Selon des études de cas, les traitements des effets de tolérance
minimaux peuvent même visiblement être évités.
Les benzodiazépines
Les benzodiazépines, dont l'emploi n'est plus recommandé de nos
jours, font également partie des médicaments utilisés depuis les
années 1970 dans
le traitement du SJSR. Dans certains cas associé à une forte
insomnie ou à une neuropathie, un traitement par clonazépam
(Rivotril®) peut permettre au patient de passer le cap des
impatiences et de s’endormir, avec cependant un risque
d’accoutumance et de somnolence diurne résiduelle le lendemain. La
posologie doit être initiée à faibles doses, de l’ordre de 0,5 mg,
puis augmentée progressivement en fonction de la réponse clinique
jusqu’à 2 à 3 mg par jour. En revanche, les véritables symptômes du
SJSR, en particulier les mouvements involontaires des membres, ne
sont pas influencés par la benzodiazépine ou peu (21). Les effets
indésirables sont la somnolence et, chez les patients âgés, le
risque accru de chutes pendant la nuit. D’autres benzodiazépines
(diazépam, témazépam, triazolam) ou des hypnotiques (zolpidem) (22)
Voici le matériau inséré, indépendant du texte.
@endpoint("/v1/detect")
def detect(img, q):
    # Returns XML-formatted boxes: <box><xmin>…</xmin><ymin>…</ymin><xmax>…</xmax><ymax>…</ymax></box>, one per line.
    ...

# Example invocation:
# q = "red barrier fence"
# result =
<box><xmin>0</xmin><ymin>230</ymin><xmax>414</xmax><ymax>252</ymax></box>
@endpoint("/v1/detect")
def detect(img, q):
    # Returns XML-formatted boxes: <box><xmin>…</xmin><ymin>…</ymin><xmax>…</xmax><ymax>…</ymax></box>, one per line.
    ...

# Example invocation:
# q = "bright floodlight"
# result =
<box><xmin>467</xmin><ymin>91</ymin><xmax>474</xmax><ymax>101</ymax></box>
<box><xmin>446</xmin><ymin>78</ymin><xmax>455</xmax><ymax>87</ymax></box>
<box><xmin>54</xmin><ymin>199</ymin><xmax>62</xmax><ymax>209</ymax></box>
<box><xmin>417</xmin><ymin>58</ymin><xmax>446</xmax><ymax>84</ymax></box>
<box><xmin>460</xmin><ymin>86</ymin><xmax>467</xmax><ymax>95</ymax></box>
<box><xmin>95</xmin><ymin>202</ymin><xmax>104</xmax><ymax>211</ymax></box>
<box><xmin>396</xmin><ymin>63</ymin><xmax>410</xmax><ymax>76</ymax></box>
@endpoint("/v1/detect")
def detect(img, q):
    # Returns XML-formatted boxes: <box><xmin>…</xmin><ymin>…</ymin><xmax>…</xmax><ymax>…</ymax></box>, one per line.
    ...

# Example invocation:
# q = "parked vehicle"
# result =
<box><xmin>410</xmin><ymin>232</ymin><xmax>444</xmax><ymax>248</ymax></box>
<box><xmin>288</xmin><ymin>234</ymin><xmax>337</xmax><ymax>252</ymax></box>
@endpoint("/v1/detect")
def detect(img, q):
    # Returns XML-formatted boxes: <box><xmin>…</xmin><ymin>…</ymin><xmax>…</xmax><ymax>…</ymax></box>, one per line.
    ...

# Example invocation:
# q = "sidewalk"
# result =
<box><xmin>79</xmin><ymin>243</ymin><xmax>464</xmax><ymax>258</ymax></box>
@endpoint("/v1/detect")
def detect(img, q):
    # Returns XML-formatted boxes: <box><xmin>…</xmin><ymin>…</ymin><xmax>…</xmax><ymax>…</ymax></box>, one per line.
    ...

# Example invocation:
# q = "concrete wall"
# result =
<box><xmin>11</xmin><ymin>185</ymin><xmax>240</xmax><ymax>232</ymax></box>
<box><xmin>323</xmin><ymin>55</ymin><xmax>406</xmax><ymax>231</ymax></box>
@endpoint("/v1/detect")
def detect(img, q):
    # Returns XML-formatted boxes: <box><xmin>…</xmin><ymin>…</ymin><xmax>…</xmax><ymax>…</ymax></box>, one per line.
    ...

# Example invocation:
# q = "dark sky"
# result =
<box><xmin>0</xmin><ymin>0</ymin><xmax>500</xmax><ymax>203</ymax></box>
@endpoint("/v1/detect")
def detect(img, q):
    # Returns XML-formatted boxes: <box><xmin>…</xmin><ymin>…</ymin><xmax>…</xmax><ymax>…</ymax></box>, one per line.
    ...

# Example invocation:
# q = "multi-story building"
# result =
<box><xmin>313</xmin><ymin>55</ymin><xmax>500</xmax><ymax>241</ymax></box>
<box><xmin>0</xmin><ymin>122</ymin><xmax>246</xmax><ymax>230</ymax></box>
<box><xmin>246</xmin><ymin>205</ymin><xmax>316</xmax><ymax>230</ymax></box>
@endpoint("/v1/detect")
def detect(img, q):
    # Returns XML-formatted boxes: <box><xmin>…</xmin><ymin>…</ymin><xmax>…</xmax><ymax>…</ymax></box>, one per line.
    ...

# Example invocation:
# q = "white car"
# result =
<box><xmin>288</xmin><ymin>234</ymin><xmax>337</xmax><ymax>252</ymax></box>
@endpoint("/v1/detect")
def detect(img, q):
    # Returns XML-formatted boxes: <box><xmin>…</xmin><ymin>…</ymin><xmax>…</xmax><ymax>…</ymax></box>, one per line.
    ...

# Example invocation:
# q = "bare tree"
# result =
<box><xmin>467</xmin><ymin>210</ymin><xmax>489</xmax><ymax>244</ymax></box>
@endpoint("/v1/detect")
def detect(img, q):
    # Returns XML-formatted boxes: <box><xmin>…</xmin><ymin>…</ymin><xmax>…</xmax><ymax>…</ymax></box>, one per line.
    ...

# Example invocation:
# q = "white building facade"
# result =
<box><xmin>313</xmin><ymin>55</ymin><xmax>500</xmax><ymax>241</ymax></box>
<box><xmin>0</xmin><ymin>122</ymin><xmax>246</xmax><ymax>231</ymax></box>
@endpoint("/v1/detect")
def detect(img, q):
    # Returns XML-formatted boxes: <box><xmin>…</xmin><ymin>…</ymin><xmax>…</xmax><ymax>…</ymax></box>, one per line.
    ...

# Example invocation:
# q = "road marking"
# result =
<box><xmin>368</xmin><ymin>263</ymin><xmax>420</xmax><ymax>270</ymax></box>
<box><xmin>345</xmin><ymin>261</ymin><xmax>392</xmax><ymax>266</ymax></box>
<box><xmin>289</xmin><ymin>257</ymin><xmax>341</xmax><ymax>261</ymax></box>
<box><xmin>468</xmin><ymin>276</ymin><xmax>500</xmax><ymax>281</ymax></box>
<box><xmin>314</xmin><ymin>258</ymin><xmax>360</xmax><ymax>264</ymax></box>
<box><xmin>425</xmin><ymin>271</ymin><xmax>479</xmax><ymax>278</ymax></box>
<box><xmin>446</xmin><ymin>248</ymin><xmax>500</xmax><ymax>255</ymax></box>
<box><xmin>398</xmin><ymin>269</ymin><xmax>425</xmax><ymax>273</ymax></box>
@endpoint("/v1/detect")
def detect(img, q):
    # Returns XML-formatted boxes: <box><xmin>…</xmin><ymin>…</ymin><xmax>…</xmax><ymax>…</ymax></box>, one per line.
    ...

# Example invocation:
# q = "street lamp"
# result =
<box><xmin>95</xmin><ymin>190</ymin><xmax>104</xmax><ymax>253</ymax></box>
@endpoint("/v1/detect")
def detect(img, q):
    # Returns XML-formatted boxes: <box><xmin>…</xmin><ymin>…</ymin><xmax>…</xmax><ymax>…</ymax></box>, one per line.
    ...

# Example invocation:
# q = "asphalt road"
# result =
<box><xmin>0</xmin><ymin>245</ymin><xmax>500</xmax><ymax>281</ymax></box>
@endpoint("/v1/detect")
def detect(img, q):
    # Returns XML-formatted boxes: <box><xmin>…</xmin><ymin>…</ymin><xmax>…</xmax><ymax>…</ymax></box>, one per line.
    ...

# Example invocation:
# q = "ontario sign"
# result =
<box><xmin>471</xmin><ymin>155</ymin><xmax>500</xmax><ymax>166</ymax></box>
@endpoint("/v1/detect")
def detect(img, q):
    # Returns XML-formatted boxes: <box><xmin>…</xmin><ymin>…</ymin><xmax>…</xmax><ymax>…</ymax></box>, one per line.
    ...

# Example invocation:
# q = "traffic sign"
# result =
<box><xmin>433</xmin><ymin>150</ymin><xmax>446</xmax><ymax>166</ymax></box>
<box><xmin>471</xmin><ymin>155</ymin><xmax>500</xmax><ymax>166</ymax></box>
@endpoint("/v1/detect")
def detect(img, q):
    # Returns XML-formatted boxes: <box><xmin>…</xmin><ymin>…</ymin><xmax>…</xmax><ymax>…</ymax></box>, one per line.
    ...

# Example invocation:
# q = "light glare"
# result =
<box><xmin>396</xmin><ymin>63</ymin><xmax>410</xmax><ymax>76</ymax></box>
ont également été étudiés. La persistance de l’effet thérapeutique
à long terme n’a pas été réellement documentée (23).
Les antiépileptiques
Bien que divers anticonvulsifs traditionnels soient connus comme déclencheurs d’un SJSR secondaire, une action positive de la gabapentine a été rapportée à plusieurs reprises (24). Cette efficacité persiste même au bout de 6 mois de traitement25. La dose moyenne utilisée est de 1 855 mg (25). Le gros avantage est la bonne tolérance digestive même chez les patients plus âgés qui doivent prendre beaucoup d’autres médicaments.
Autres traitements
Certains naturopathes recommandent la prise de suppléments de
magnésium avant le coucher, afin de diminuer les mouvements
involontaires des jambes durant la nuit (5). Seulement deux études
(30,31) de faible envergure indiquent que les suppléments de
magnésium peuvent soulager ce symptôme, même en l’absence d’une
carence.
L’acupression, une technique apparentée à l’acupuncture, peut aider
à soulager les symptômes dans les jambes (32). Elle consiste à
appliquer des pressions sur différents points des méridiens, afin
de relâcher la douleur et les tensions musculaires.
À l’heure actuelle, il semble opportun de privilégier, lorsqu’il n’existe pas de carence martiale, les agonistes dopaminergiques et réserver aux formes résistantes les benzodiazépines, les antiépileptiques, la L-Dopa ou les opiacés. Une association thérapeutique peut également être proposée bien qu’aucune étude ne l’ait validé.